当別町の石狩川沿いに、本庄陸男(ほんじょう むつお)の文学碑がある。

本庄陸男は昭和初期に活動したプロレタリア文学の作家だった。

代表作に『石狩川』という長編小説がある。

『石狩川』の作者・本庄陸男

今、本庄陸男という名前を聞いて「ああ、あの作家ね」と反応できる北海道民はかなり少ないだのではないだろうか。

まして全国的に本庄陸男の名前が知られているとは、到底思われないだろう。

戦前に活躍した本庄陸男は、既に忘れられた作家なのだ。

今、日本の文学界に「本庄陸男」という名前が残されているとしたなら、その唯一の理由は「名作『石狩川』の作者」ということになる。

おこがましくも作者は『石狩川』の興亡史を書きたいと念願した。川鳴りの音と漫々たる洪水の光景は作者の抒情を掻き立てる。その川と人間の接触を、作者は、作者の生れた土地の歴史に見ようとした。そして、その土地の半世紀に埋もれたわれらの父祖の思いを覗いてみようとした。(本庄陸男『石狩川』あとがき)

石狩川流域で生きる開拓者たちの苦難の日々を描いた『石狩川』は、北海道開拓の歴史を伝える、貴重な歴史小説だった。

文学碑『石狩川』

名作『石狩川』は、本庄陸男の出身地である当別町が舞台となっている。

『石狩川』の文学碑が、当別町内の石狩川沿いにあるのは、そのためだ。

札幌から当別町に向かって走り、札幌大橋で石狩川を越えたところを右折して川沿いの道に入ると、すぐに「『石狩川』文学碑」がある。

当別町にある本庄陸男『石狩川』の文学碑当別町にある本庄陸男『石狩川』の文学碑

文学碑のほかには何もない空の下ですっくとそびえ立っているのが、札幌西高出身の建築家・山内壮夫デザインによる『石狩川』の文学碑だ。

作家・本庄陸男の功績と当別町開拓に尽力した伊達一族に対するリスペクトが、このモニュメントには象徴されているらしい。

とりたてて著名な作家でもなければ、およそ観光スポットでもないという『石狩川』文学碑は、それでも名作を産んだこの地を誇りに思うかのように、青空の中で光り輝いていた。

当別町「本庄陸男生誕の地」碑

ロイズカカオ&チョコレートタウンの隣に「本庄陸男生誕の地碑」がある。
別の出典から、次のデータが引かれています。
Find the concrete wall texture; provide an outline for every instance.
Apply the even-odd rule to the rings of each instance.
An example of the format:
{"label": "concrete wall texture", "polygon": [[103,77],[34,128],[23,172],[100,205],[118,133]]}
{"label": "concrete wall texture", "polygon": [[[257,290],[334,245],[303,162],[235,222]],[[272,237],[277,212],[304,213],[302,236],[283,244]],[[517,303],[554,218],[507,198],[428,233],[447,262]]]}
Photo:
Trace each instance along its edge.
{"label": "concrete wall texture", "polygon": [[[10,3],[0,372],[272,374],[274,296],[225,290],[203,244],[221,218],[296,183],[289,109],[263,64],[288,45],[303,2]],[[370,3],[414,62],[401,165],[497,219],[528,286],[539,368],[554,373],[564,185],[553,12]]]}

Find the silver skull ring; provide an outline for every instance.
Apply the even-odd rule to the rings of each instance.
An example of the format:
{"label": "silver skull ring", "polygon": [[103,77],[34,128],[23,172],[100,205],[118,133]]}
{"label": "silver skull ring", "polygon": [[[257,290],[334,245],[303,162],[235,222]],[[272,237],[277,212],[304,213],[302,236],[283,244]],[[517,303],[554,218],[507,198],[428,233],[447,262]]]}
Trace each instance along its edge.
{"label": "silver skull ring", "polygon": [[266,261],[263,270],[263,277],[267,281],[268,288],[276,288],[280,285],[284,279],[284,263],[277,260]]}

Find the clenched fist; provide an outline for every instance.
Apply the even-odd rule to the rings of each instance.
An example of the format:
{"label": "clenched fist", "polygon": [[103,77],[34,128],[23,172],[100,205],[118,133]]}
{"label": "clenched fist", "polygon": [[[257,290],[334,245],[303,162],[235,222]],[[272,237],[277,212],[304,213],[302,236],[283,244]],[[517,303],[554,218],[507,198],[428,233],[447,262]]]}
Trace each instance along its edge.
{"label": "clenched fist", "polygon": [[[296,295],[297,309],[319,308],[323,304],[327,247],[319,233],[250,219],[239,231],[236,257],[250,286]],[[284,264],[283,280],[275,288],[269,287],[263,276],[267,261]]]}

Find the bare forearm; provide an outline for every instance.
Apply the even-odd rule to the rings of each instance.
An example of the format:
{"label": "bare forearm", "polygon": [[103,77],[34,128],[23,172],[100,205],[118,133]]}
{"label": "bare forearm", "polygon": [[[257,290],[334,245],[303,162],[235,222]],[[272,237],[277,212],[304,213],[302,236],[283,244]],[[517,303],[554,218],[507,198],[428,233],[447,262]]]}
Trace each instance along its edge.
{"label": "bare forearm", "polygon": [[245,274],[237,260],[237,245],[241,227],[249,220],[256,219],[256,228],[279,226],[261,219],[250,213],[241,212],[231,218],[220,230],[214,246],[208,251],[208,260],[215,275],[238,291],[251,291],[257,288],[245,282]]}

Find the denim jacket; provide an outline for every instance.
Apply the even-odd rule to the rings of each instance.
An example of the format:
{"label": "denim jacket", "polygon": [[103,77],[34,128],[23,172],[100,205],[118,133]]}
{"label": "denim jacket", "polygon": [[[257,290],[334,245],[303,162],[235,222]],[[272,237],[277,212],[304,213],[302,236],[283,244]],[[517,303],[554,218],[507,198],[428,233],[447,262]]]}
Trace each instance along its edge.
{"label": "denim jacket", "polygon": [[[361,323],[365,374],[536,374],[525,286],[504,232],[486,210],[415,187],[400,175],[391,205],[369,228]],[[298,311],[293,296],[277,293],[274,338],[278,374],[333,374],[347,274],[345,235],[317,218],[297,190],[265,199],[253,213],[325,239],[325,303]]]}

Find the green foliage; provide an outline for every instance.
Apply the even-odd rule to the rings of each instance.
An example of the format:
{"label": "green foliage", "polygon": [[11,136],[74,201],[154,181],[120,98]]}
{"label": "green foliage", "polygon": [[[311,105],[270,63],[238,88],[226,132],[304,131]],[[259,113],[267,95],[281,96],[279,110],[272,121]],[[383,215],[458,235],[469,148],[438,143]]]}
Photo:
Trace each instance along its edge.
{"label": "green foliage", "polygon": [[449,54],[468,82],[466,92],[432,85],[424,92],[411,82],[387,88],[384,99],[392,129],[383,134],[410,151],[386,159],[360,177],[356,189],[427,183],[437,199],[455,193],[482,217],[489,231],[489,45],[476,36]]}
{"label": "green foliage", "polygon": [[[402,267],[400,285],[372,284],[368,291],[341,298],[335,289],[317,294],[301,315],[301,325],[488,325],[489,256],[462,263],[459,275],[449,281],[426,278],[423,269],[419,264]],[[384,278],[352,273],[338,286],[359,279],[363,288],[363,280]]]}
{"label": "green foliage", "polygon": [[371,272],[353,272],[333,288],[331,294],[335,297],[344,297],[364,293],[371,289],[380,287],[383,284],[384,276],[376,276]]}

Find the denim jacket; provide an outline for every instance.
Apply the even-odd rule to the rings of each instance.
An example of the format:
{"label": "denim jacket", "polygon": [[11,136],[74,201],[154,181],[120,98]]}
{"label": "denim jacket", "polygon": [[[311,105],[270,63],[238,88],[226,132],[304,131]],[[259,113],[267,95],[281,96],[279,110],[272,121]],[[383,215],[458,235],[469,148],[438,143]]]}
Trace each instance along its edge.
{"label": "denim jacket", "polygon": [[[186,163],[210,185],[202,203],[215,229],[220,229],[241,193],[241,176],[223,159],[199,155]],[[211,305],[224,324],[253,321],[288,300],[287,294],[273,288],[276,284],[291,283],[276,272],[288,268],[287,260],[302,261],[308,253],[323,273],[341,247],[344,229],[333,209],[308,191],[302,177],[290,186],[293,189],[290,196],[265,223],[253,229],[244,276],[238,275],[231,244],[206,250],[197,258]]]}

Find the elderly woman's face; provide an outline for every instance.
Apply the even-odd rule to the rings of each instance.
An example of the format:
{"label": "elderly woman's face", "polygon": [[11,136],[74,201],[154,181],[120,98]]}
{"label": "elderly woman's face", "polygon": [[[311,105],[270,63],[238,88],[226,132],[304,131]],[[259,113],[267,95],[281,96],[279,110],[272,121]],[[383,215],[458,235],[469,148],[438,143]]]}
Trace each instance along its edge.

ロイズカカオ&チョコレートタウンの隣に「本庄陸男生誕の地碑」がある。

当別町内には、本庄陸男の文学碑がもうひとつある。

「ロイズカカオ&チョコレートタウン」のすぐ隣にある「本庄陸男生誕の地碑」だ。

ロイズのカカオ&チョコレートタウンには多くの観光客が訪れているが、そのすぐ隣に当別町出身作家の文学碑があることについては、まるで誰も知らないようだった。

画面の右端・下に「本庄陸男生誕の地碑」が見えている。画面の右端・下に「本庄陸男生誕の地碑」が見えている。

ロイズの駐車場からは離れているし、そもそも大きな倉庫の陰に隠れて気づかれにくいということもあるかもしれない。

「本庄陸男生誕の地碑」は、まるでロイズのチョコレートタウンにそっと寄り添うかのように、静かにたたすんでいた。

丁寧な説明板を読んでいると、本庄陸男が今も地元の人たちから愛されている様子が伝わってくる。

まとめ|北海道開拓の歴史

本庄陸男は当別町出身の作家である。

当別町は今「ロイズチョコレートタウン」だけではなく、IKEAのポップアップストアが入る「北欧の風 道の駅とうべつ」でも注目の町だ。

観光で当別を訪れる観光客に、本庄陸男のことをもっと知ってもらってもいいのではないだろうか。

「『石狩川』文学碑」の隣に「本庄陸男生誕の地碑」の案内板がある。「『石狩川』文学碑」の隣に「本庄陸男生誕の地碑」の案内板がある。

『石狩川』が北海道文学史(というか、日本近代文学史)に残る名作である以上、本庄陸男の名前はもっと知られていい。

二つの立派な文学碑をきっかけにして「本庄陸男」の名前を覚えてもらい、次に名作『石狩川』を読んでもらう。

そんな循環が、令和の今こそ必要なのではないだろうか。

歴史小説に「古くなる」ということはない。

当別町開拓の歴史は、つまり、北海道開拓の歴史ということでもあるのだから。